JEUNE ET RÉFORMATEUR
M. Peillon n'a eu aucun mal à convaincre M. Hollande. "Quand je lui ai soumis l'idée, il m'a dit qu'il avait lu cet été Souvenirs et solitude, le texte écrit par Zay en prison, et que cette lecture l'avait bouleversé." Cet hommage à Jean Zay – que des historiens comme Pascal Ory ou Antoine Prost ont contribué à tirer de l'oubli – s'explique aisément. Il y a d'abord la jeunesse, dont M. Hollande veut faire sa priorité.

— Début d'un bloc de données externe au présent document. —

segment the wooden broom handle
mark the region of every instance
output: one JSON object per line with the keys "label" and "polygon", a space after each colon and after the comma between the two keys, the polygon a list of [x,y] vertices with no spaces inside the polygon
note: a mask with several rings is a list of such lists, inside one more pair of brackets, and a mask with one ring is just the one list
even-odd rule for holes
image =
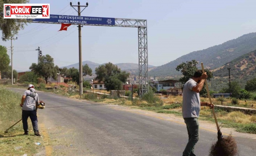
{"label": "wooden broom handle", "polygon": [[[203,68],[203,63],[201,63],[201,66],[202,66],[202,69],[203,71],[203,73],[205,73],[205,68]],[[209,100],[210,101],[211,104],[213,105],[212,102],[211,101],[211,96],[210,96],[210,93],[209,92],[209,89],[208,89],[208,85],[207,84],[207,80],[206,79],[205,81],[205,85],[206,87],[206,90],[207,90],[207,94],[208,95],[208,97],[209,98]],[[214,120],[215,120],[215,123],[216,123],[216,126],[217,126],[217,129],[218,131],[220,131],[219,128],[219,125],[218,124],[218,122],[217,121],[217,118],[216,118],[216,115],[215,115],[215,112],[214,112],[214,108],[212,108],[212,114],[213,114],[213,116],[214,117]]]}

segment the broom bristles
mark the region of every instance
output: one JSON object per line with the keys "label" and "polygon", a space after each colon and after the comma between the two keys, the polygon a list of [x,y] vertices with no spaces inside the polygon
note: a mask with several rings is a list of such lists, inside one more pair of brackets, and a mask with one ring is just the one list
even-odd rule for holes
{"label": "broom bristles", "polygon": [[235,156],[238,154],[238,151],[236,142],[230,135],[212,144],[209,156]]}

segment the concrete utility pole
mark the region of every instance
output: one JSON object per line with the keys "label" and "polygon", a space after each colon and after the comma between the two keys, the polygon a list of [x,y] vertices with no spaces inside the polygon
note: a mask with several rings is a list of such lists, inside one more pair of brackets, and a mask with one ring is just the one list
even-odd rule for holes
{"label": "concrete utility pole", "polygon": [[229,81],[229,92],[230,92],[230,96],[231,96],[231,82],[230,82],[230,69],[231,67],[229,67],[227,68],[228,70],[228,81]]}
{"label": "concrete utility pole", "polygon": [[229,89],[230,89],[231,88],[231,83],[230,82],[230,69],[231,67],[227,67],[227,69],[228,70],[228,81],[229,81]]}
{"label": "concrete utility pole", "polygon": [[11,60],[12,61],[12,85],[13,85],[13,67],[12,66],[12,54],[13,53],[13,52],[12,52],[12,51],[13,50],[12,48],[13,47],[12,46],[12,40],[17,39],[18,39],[18,38],[17,38],[17,37],[16,37],[16,38],[13,38],[12,37],[11,37],[11,38],[9,38],[9,39],[11,39],[11,49],[12,51],[11,53]]}
{"label": "concrete utility pole", "polygon": [[[70,6],[72,7],[78,13],[78,16],[81,16],[81,13],[84,9],[88,7],[88,3],[86,3],[86,5],[80,5],[80,3],[78,3],[78,5],[72,5],[72,2],[70,2]],[[77,10],[74,7],[77,7],[78,10]],[[84,7],[84,8],[81,11],[80,7]],[[82,34],[81,27],[82,26],[80,24],[78,25],[78,42],[79,44],[79,94],[81,95],[83,94],[83,64],[82,62]]]}

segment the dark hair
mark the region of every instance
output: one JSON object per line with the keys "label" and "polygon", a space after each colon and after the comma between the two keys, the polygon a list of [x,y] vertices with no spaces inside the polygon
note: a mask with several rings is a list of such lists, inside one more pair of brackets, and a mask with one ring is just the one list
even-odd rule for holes
{"label": "dark hair", "polygon": [[193,77],[200,77],[202,76],[202,74],[203,74],[203,71],[202,70],[197,70],[195,72]]}

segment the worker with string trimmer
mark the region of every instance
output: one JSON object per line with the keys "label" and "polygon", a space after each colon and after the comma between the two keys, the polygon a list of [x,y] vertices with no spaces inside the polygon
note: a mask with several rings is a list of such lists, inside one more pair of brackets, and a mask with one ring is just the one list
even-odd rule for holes
{"label": "worker with string trimmer", "polygon": [[203,89],[206,79],[206,73],[203,73],[202,70],[198,70],[183,87],[182,116],[187,126],[189,142],[183,152],[183,156],[195,156],[195,146],[199,139],[198,117],[201,106],[214,107],[210,102],[200,102],[199,92]]}
{"label": "worker with string trimmer", "polygon": [[[28,90],[25,91],[22,96],[21,103],[20,105],[22,107],[22,123],[24,135],[28,134],[28,118],[29,117],[32,122],[34,135],[37,136],[41,136],[37,125],[37,110],[38,107],[42,109],[42,106],[40,105],[40,103],[42,103],[42,101],[39,101],[38,94],[36,92],[34,85],[29,85]],[[44,108],[44,106],[42,106],[42,108]]]}

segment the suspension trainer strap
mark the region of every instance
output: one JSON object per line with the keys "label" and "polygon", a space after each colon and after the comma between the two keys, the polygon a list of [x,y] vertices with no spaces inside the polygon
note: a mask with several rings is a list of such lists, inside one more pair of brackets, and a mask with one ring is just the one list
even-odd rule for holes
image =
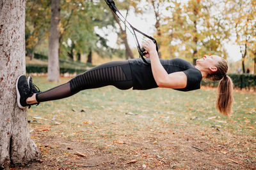
{"label": "suspension trainer strap", "polygon": [[[144,62],[145,62],[147,64],[150,64],[150,63],[148,62],[147,62],[145,59],[144,58],[144,55],[147,53],[145,53],[144,52],[145,51],[145,50],[144,49],[144,48],[141,48],[140,43],[139,43],[139,41],[138,39],[136,32],[142,34],[143,36],[152,39],[153,41],[153,42],[156,44],[156,50],[158,53],[158,46],[157,46],[157,43],[156,41],[156,40],[155,39],[154,39],[152,37],[149,36],[148,35],[147,35],[146,34],[142,32],[141,31],[140,31],[140,30],[138,30],[138,29],[135,28],[134,27],[133,27],[127,20],[125,17],[124,17],[124,16],[122,15],[122,13],[119,11],[119,10],[117,9],[116,6],[115,6],[115,2],[113,0],[105,0],[105,2],[107,3],[107,4],[108,5],[108,6],[109,7],[109,8],[113,11],[113,12],[119,18],[119,19],[125,24],[125,26],[126,27],[128,28],[128,29],[130,31],[130,32],[132,33],[132,34],[133,34],[134,38],[135,38],[135,41],[136,43],[136,46],[137,46],[137,48],[138,48],[138,51],[139,52],[140,54],[140,57],[142,59],[142,60],[144,61]],[[121,18],[121,17],[118,15],[118,13],[122,17],[122,18],[124,20],[124,21],[123,20],[122,18]],[[132,29],[132,32],[130,30],[130,29],[127,27],[127,25],[126,25],[125,22],[128,23],[128,24],[129,25],[129,26],[131,27],[131,28]]]}

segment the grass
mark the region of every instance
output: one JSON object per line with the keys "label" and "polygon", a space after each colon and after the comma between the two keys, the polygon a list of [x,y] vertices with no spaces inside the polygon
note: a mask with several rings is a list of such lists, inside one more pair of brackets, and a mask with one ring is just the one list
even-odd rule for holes
{"label": "grass", "polygon": [[[60,83],[68,80],[61,78]],[[47,82],[46,78],[35,77],[33,81],[42,91],[60,84]],[[167,160],[164,163],[148,159],[155,152],[159,157],[168,160],[171,167],[188,169],[192,162],[187,162],[184,154],[191,152],[189,141],[194,141],[193,145],[204,142],[207,148],[205,146],[204,151],[222,146],[230,158],[240,154],[246,159],[238,157],[237,160],[246,166],[254,166],[255,155],[248,152],[256,150],[256,94],[236,91],[231,118],[216,111],[215,100],[216,89],[212,89],[182,92],[164,89],[120,90],[106,87],[32,106],[28,110],[28,119],[44,118],[38,120],[42,124],[30,124],[30,128],[39,131],[47,129],[41,133],[50,139],[60,136],[69,141],[92,145],[93,150],[103,152],[102,155],[118,155],[120,163],[115,167],[117,169],[126,168],[122,162],[132,158],[137,160],[134,166],[139,168],[144,164],[148,167],[159,167],[161,162],[166,167]],[[168,150],[172,152],[168,152]],[[220,150],[218,148],[218,152]],[[199,162],[205,161],[206,157],[198,155],[198,158],[202,159]],[[212,164],[221,168],[223,163],[220,162]],[[207,165],[198,164],[196,167],[207,169]]]}

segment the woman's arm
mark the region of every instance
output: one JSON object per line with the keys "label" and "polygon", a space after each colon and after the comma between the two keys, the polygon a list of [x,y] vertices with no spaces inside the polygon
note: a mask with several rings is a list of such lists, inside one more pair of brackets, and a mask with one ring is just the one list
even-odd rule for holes
{"label": "woman's arm", "polygon": [[184,72],[179,71],[168,74],[165,71],[160,62],[156,45],[152,40],[145,42],[143,46],[148,53],[145,57],[150,59],[154,78],[159,87],[182,89],[186,87],[187,76]]}

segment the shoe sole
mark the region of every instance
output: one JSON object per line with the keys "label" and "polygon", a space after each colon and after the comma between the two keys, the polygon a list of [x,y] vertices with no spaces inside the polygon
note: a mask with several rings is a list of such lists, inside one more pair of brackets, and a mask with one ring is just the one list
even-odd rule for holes
{"label": "shoe sole", "polygon": [[24,107],[22,106],[21,106],[20,103],[20,92],[19,92],[19,89],[18,89],[18,81],[19,81],[19,79],[20,78],[20,76],[24,76],[24,74],[20,75],[19,76],[19,78],[17,79],[16,80],[16,92],[17,92],[17,103],[18,104],[18,106],[19,108],[20,108],[20,109],[24,109],[26,108],[26,107]]}
{"label": "shoe sole", "polygon": [[29,76],[28,77],[28,87],[29,87],[29,89],[30,89],[30,86],[29,86],[29,81],[30,81],[30,79],[31,78],[31,76]]}

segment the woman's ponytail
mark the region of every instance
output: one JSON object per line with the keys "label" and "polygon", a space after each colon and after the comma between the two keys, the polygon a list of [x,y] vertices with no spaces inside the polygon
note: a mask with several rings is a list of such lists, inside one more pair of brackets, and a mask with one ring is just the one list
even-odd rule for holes
{"label": "woman's ponytail", "polygon": [[234,85],[231,78],[227,75],[220,80],[218,86],[216,106],[220,113],[230,117],[232,112]]}

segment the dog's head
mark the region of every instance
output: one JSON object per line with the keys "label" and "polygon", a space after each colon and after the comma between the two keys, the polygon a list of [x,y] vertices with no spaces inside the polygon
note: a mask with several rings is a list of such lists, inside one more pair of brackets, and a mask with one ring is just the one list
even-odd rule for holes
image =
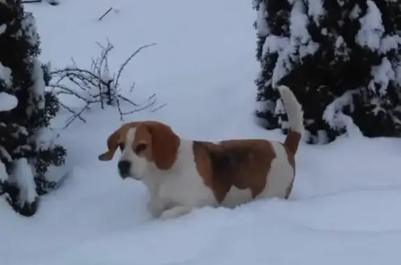
{"label": "dog's head", "polygon": [[160,170],[171,168],[177,159],[179,145],[179,137],[164,123],[129,122],[121,125],[109,136],[108,151],[100,154],[99,160],[111,160],[120,148],[120,175],[123,178],[141,179],[150,164]]}

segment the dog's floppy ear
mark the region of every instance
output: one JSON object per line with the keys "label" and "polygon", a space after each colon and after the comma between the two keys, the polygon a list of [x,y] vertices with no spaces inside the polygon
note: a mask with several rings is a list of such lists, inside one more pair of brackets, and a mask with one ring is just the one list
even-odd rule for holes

Or quel plus beau symbole que cet avocat devenu député à 27 ans et ministre à 31 ans dans le crépuscule d'une IIIe République ankylosée par sa gérontocratie ? Il y a ensuite l'ardeur réformatrice. Soucieux de démocratiser une école républicaine qui l'était encore imparfaitement, Jean Zay est à l'origine d'un projet d'unification des classes primaires des lycées et des écoles élémentaires. "Il a parachevé le programme classique de la IIIe République tout en jetant les bases de ce qu'on appellera plus tard le tronc commun", résume Pascal Ory.
Ouvert aux pédagogies nouvelles, Jean Zay est aussi à l'initiative d'un programme d'ouverture des élèves vers la vie active, à travers la promotion des activités dirigées et des classes promenades.
A l'origine du CNRS, de la réunion des théâtres nationaux, du Musée d'art moderne et de celui des arts et traditions populaires, il est aussi l'un des fondateurs du Festival de Cannes, dont la première édition aurait dû se tenir en septembre 1939 si la guerre n'avait pas éclaté. On comprend que l'exemple d'un tel volontarisme, dans la France des années 1930 affaiblie par la crise mondiale, puisse inspirer M. Hollande.
ICÔNE RÉPUBLICAINE
A travers Jean Zay, c'est enfin une icône républicaine que le candidat veut célébrer.
Pour M. Hollande, qui veut s'inscrire dans l'histoire de la gauche sans s'enfermer dans celle du socialisme, il est une référence idéale. Benjamin du premier gouvernement dirigé par un socialiste, celui formé par Blum en 1936, il n'était pas membre de la SFIO, mais comptait alors parmi les "Jeunes Turcs" qui voulaient rénover le Parti radical. Avec son ami Pierre Mendès France, il incarne une gauche à la fois ambitieuse et pragmatique dont M. Hollande, candidat autoproclamé de l'"espérance lucide", se veut l'héritier.
On peut enfin voir dans le geste de M. Hollande un clin d'œil au destin. En allant à Orléans, le candidat du PS met ses pas dans ceux de François Mitterrand qui, pour les 50 ans de la mort de l'ancien ministre, y était venu pour inaugurer une avenue à son nom.
Et puis, comme ancien élève de l'ENA, M. Hollande ne peut ignorer que la promotion 2012-2013, dont il rêve qu'elle soit la première de son quinquennat, porte précisément le nom de Jean Zay.